ここは少し人道的意味で道を外した糞しか集わない稀少でかなり嫌なところ。オークションハウスだった。
(単なる自己雄弁でしかないが、私は同類ではない。この糞な塊どもよりは一般という美学を持ち合わせていると自負している。)
そんな私はやはり何をしにきたのかといえば、オークションの目利きだろう。雇い主の糞のためというのが癪なところだが、これが結構良い金稼ぎになる。まあ深夜に参加という体力的に継続できる人間というのはまずいない。よって賃金も跳ね上がるわけだが、精神的にも結構きついのは若人だろうが萎びた年寄りだろうが変わりは無いのだ。

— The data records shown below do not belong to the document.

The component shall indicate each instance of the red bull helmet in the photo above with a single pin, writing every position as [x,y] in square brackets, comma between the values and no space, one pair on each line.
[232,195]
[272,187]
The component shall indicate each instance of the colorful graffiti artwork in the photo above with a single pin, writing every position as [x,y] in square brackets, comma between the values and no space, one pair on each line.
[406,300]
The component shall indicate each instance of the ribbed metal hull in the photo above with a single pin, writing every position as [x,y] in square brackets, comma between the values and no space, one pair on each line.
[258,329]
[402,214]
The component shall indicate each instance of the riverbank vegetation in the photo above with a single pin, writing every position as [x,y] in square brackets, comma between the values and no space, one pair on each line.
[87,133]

雇い主から渡された拳銃を偲び手に私は地下へ降りていった。アンダーグラウンドな世界の真骨頂。できれば永遠に知りたくなかった。
「厘、ここ、雇い主」
「相変わらず糞な日本語しか話せない男だね、会話集なんか当てになんかなりゃしないじゃないか」
「それ、お互い様。厘話す日本語、標準以下」
「ふんッ」
「厘すぐ拗ねる。悪い癖」
「あーもう!五月蝿い五月蝿い!」
他の競売者に睨まれる。黙れ金を持て余している道楽者のくせに。
こいつの名前は伊集院杏。日本生まれの英国育ちで日本に帰ってきたのは数年前らしい。もう献血は出来ないね、ご愁傷様ざまあ見ろ。
***
かなり古い。多分三年くらい前。当時からどれだけ性格捻くれてたんだってのを体現するような話。